A thickness of the base layer is equal to or more than 1 μm and equal to or less than 100 μm, for example. A shape of the base layer is a shape such as sheet, film, and the like, for example.

In the sealing resin composition (P) according to the present embodiment, the extraction amount into n-hexane is 100 mg/L or less, but from a viewpoint of more favorable low elution properties, the extraction amount into n-hexane is preferably 50 mg/L or less, more preferably 30 mg/L or less, and particularly preferably 25 mg/L or less. The extraction amount into n-hexane can be adjusted in the range by adjusting the content of the ethylene/unsaturated ester copolymer (A) and the acid-modified styrene copolymer (B), for example.

A lower limit value of the extraction amount into n-hexane is preferably as low as possible, and thus is not particularly limited. The lower limit value is 1 mg/L or more, for example.

In addition, the sealing resin composition (P) according to the present embodiment may be in the following aspect.

The sealing resin composition (P) according to the present embodiment is a sealing resin composition including the ethylene/unsaturated ester copolymer (A) and the acid-modified styrene copolymer (B). When the total content of the ethylene/unsaturated ester copolymer (A) and the acid-modified styrene copolymer (B) in the sealing resin composition is 100% by mass, the content of the ethylene/unsaturated ester copolymer (A) is equal to or more than 60% by mass and equal to or less than 99% by mass, the content of the acid-modified styrene copolymer (B) is equal to or more than 1% by mass and equal to or less than 40% by mass, and the content of the tackifier resin in the sealing resin composition is less than 5% by mass when the total of the sealing resin composition is 100% by mass.
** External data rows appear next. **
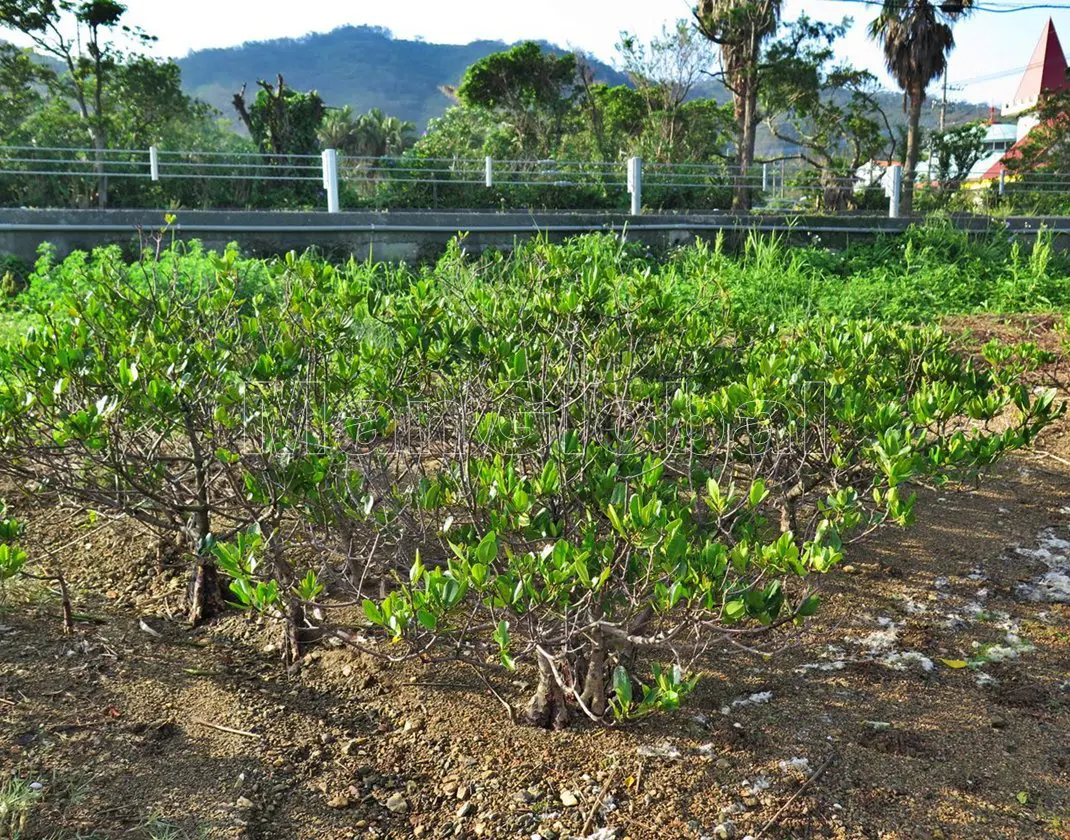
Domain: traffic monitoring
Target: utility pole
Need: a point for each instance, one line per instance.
(943, 105)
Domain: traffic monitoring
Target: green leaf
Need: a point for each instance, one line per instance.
(427, 620)
(372, 612)
(622, 687)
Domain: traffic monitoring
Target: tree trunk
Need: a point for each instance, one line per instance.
(913, 149)
(205, 590)
(745, 154)
(594, 681)
(547, 707)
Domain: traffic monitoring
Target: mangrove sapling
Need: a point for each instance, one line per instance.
(153, 398)
(13, 562)
(599, 468)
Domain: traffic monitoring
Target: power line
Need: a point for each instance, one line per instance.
(998, 10)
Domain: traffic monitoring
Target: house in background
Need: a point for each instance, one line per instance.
(1046, 72)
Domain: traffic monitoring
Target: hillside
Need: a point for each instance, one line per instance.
(367, 67)
(362, 66)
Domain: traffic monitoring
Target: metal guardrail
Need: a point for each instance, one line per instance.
(365, 179)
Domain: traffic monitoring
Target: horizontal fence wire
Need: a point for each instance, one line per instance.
(380, 181)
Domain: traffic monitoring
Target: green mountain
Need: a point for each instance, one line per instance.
(362, 66)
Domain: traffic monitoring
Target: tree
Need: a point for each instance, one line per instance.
(665, 73)
(79, 35)
(20, 78)
(917, 37)
(954, 153)
(532, 90)
(281, 121)
(739, 28)
(827, 109)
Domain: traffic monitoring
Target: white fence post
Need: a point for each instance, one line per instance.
(331, 179)
(636, 184)
(897, 191)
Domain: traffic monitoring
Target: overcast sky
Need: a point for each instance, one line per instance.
(992, 48)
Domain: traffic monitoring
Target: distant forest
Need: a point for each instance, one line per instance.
(367, 67)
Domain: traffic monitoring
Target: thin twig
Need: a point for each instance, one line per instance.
(816, 775)
(598, 800)
(228, 730)
(502, 700)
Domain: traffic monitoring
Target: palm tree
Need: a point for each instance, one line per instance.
(917, 39)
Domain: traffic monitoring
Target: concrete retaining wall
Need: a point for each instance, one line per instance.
(413, 235)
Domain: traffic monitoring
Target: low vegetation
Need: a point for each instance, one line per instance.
(570, 459)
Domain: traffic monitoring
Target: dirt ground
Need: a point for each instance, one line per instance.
(869, 728)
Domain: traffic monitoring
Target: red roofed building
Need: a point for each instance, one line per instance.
(1046, 73)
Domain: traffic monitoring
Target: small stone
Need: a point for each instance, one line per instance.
(397, 804)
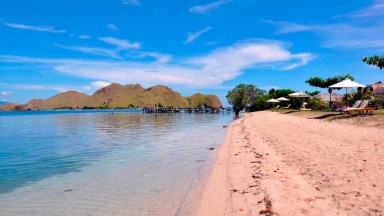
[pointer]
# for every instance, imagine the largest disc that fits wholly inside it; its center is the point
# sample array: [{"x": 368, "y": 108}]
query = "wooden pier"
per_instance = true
[{"x": 185, "y": 110}]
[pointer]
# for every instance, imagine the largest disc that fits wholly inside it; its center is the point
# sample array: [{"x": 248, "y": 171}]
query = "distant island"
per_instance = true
[{"x": 116, "y": 96}]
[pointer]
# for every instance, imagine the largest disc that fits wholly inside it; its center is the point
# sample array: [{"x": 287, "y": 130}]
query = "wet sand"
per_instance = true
[{"x": 278, "y": 164}]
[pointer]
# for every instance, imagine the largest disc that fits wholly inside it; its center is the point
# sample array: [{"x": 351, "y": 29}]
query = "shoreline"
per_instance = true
[{"x": 276, "y": 164}]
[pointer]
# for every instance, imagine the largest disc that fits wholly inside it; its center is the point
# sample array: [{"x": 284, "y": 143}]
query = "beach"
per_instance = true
[{"x": 273, "y": 163}]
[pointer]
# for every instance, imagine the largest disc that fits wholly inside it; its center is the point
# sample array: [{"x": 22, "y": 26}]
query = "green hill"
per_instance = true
[{"x": 117, "y": 96}]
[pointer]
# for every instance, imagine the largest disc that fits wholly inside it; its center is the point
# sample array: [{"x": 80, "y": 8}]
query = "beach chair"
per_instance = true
[
  {"x": 363, "y": 108},
  {"x": 286, "y": 106},
  {"x": 356, "y": 105}
]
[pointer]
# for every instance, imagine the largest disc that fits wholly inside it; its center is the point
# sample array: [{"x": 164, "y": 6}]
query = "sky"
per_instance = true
[{"x": 48, "y": 47}]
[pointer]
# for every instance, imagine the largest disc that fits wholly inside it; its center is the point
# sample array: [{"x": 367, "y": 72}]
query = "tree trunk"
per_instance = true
[
  {"x": 330, "y": 98},
  {"x": 237, "y": 111}
]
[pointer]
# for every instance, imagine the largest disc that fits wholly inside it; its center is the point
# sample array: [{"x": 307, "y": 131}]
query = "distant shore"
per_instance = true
[{"x": 278, "y": 164}]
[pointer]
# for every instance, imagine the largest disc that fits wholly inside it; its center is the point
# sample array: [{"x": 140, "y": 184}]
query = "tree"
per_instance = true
[
  {"x": 375, "y": 60},
  {"x": 312, "y": 93},
  {"x": 325, "y": 83},
  {"x": 243, "y": 96},
  {"x": 279, "y": 93}
]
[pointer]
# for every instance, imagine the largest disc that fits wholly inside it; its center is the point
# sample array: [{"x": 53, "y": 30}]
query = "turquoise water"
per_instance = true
[{"x": 104, "y": 162}]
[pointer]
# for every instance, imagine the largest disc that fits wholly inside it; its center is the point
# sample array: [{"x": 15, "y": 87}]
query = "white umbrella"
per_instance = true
[
  {"x": 298, "y": 94},
  {"x": 347, "y": 83},
  {"x": 273, "y": 101},
  {"x": 282, "y": 99}
]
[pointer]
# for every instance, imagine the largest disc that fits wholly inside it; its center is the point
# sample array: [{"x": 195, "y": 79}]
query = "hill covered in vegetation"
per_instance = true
[{"x": 116, "y": 96}]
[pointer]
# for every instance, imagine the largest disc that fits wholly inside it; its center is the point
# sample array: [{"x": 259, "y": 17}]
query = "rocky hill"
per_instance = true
[{"x": 117, "y": 96}]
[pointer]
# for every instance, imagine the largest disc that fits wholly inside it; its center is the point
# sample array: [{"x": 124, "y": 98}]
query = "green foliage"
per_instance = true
[
  {"x": 279, "y": 93},
  {"x": 316, "y": 104},
  {"x": 296, "y": 102},
  {"x": 378, "y": 102},
  {"x": 375, "y": 60},
  {"x": 243, "y": 96},
  {"x": 325, "y": 83},
  {"x": 313, "y": 93}
]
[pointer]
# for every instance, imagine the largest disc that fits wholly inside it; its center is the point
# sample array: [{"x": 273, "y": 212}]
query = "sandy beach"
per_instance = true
[{"x": 279, "y": 164}]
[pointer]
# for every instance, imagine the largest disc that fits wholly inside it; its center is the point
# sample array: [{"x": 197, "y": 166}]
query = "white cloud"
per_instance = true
[
  {"x": 192, "y": 36},
  {"x": 6, "y": 93},
  {"x": 84, "y": 37},
  {"x": 211, "y": 69},
  {"x": 92, "y": 50},
  {"x": 34, "y": 28},
  {"x": 204, "y": 9},
  {"x": 289, "y": 27},
  {"x": 131, "y": 2},
  {"x": 374, "y": 10},
  {"x": 113, "y": 27},
  {"x": 356, "y": 30},
  {"x": 121, "y": 44},
  {"x": 36, "y": 87}
]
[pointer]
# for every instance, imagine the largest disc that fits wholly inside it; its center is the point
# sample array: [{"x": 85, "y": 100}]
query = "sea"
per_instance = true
[{"x": 106, "y": 162}]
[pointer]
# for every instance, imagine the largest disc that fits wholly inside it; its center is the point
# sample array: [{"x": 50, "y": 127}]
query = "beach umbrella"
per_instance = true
[
  {"x": 282, "y": 99},
  {"x": 273, "y": 101},
  {"x": 299, "y": 94},
  {"x": 347, "y": 83},
  {"x": 329, "y": 97}
]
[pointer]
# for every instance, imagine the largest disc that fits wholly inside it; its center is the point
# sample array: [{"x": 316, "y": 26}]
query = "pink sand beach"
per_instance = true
[{"x": 278, "y": 164}]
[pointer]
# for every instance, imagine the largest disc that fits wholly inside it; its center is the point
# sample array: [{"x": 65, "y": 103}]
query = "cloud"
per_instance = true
[
  {"x": 204, "y": 9},
  {"x": 289, "y": 27},
  {"x": 374, "y": 10},
  {"x": 92, "y": 50},
  {"x": 356, "y": 30},
  {"x": 36, "y": 87},
  {"x": 49, "y": 29},
  {"x": 131, "y": 2},
  {"x": 85, "y": 37},
  {"x": 211, "y": 69},
  {"x": 6, "y": 93},
  {"x": 192, "y": 36},
  {"x": 112, "y": 27},
  {"x": 342, "y": 35},
  {"x": 121, "y": 44}
]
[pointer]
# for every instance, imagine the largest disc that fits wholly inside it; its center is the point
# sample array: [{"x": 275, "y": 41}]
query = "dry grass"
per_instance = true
[{"x": 374, "y": 120}]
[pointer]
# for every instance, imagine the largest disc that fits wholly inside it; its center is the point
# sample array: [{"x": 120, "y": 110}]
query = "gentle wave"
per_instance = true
[{"x": 102, "y": 163}]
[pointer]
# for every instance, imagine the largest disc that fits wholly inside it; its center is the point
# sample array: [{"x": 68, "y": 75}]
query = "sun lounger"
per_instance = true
[
  {"x": 363, "y": 108},
  {"x": 356, "y": 105},
  {"x": 286, "y": 106}
]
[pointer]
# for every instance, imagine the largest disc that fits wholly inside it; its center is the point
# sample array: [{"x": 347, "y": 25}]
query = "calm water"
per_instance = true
[{"x": 104, "y": 163}]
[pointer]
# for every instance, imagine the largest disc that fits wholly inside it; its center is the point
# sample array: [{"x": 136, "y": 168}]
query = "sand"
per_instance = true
[{"x": 278, "y": 164}]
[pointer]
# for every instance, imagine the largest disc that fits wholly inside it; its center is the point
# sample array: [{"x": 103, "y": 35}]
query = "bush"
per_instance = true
[
  {"x": 377, "y": 102},
  {"x": 317, "y": 104}
]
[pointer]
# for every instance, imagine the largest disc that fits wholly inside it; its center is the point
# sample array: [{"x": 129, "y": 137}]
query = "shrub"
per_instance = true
[{"x": 317, "y": 104}]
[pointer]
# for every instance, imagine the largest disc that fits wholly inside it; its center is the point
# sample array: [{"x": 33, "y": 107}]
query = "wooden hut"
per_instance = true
[{"x": 377, "y": 89}]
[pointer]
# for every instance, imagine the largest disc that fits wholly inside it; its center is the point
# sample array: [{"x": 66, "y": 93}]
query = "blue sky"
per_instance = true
[{"x": 48, "y": 47}]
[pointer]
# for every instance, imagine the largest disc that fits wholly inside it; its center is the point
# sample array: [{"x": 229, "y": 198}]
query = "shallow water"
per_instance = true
[{"x": 104, "y": 163}]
In addition, a sealing material (H) is formed of the sealing resin composition (P).

As described above, according to the examination of the present inventors, it was apparent that the sealing material in the related art containing an ethylene-unsaturated ester copolymer and a tackifier resin used for hermetically sealing a packaging container of food or pharmaceutical products with a lid is poor in low elution properties. For this reason, there was a concern that components constituting the sealing material may be eluted into the contents such as food and pharmaceutical products beyond a standard value.

The present inventors performed intensive examination to resolve the problem. As a result, it was found that it is possible to improve low elution properties of the sealing material by decreasing a content of the tackifier resin in the sealing material, whereas sealing properties in a state where a liquid is adhered onto the sealing material may deteriorate.

That is, the present inventors found that there is room for improvement in the sealing material in the related art from a viewpoint of making the balance between sealing properties in the presence of a liquid and low elution properties favorable.

The present inventors performed intensive examination to achieve the finding. As a result, the present inventors found that: (1) by combining an acid-modified styrene copolymer with an ethylene/unsaturated ester copolymer at a specific ratio so that an extraction amount into n-hexane is equal to or less than a specific amount, or (2) by combining the acid-modified styrene copolymer with the ethylene/unsaturated ester copolymer at a specific ratio and making a content of a tackifier resin equal to or less than a specific amount, a sealing material (H) excellent in the balance between sealing properties in the presence of a liquid and low elution properties is obtained, thereby completing the invention.

That is, according to the sealing resin composition (P) and the sealing material (H) according to the present embodiment, as each of the content of the ethylene/unsaturated ester copolymer (A) and the content of the acid-modified styrene copolymer (B) is in the range, and the extraction amount into n-hexane is the upper limit value or less or the content of the tackifier resin is the upper limit value or less, it is possible to make the balance between sealing properties in the presence of a liquid and low elution properties favorable.

In addition, the sealing material (H) according to the present embodiment is formed of the sealing resin composition (P) according to the present embodiment. The sealing material (H) is excellent in sealing properties with respect to a packaging container, and thus can be appropriately used as a lid material constituting a lid of the packaging container.

In addition, the sealing material (H) according to the present embodiment is formed of the sealing resin composition (P), and thus is excellent in the balance between sealing properties in the presence of a liquid and low elution properties. For this reason, the sealing material (H) according to the present embodiment can be particularly appropriately used as a lid material constituting a lid of a package in which contents in a semi-solid form or liquid form are accommodated in a container main body of a packaging container.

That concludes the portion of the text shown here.